With its postcard-coloured visions of package-holiday luxury, inside-the-good-old-days-of-the-drug-biz plot arc and soundtrack assortment of backlist hits, The Business shamelessly scrambles elements from Sexy Beast, Blow and Layer Cake. Unfortunately, its nostalgia for a decade most want to forget makes it feel horribly like desperate '80s Brit efforts like Buster, Dealers or (at best) The Hit.It's all here: sun-tanned Cockneys snarling "cunt" at each other between matey rhyming slang; trophy girlfriends in eye-abusing outfits with obvious hidden agendas; cocaine-snorting jags that come down with a bump (or a severed head on a pole); a voiceover explaining what a larf it all was even if it was doomed to turn out badly; character actors like Geoff Bell doing 'charismatic villain' while the lead (Dyer) is stuck with 'babyfaced clot' until hard-to-care-about reversals during the last reel.The director-stars team from The Football Factory, it appears, have taken the Spanish location jaunt as an excuse to be lazy rather than inventive.
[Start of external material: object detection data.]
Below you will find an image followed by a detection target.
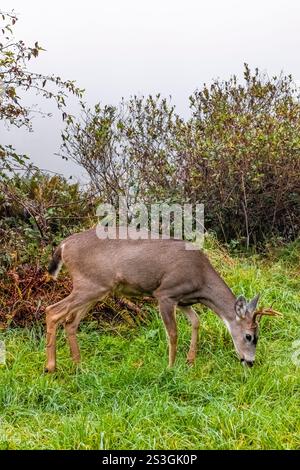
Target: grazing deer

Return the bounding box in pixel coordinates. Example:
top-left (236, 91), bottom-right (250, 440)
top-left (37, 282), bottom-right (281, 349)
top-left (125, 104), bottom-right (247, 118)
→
top-left (46, 228), bottom-right (274, 372)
Some elements are engaging (Bell is a great ginger-bastard bad guy) but, lumbered with a script full of moments where characters do incredibly stupid things to keep the story going, Nick Love’s latest simply isn’t distinctive enough to make an impression in a very overcrowded field.

Is The Business the bollocks? No, it’s out of order — in the sense that it just doesn’t work.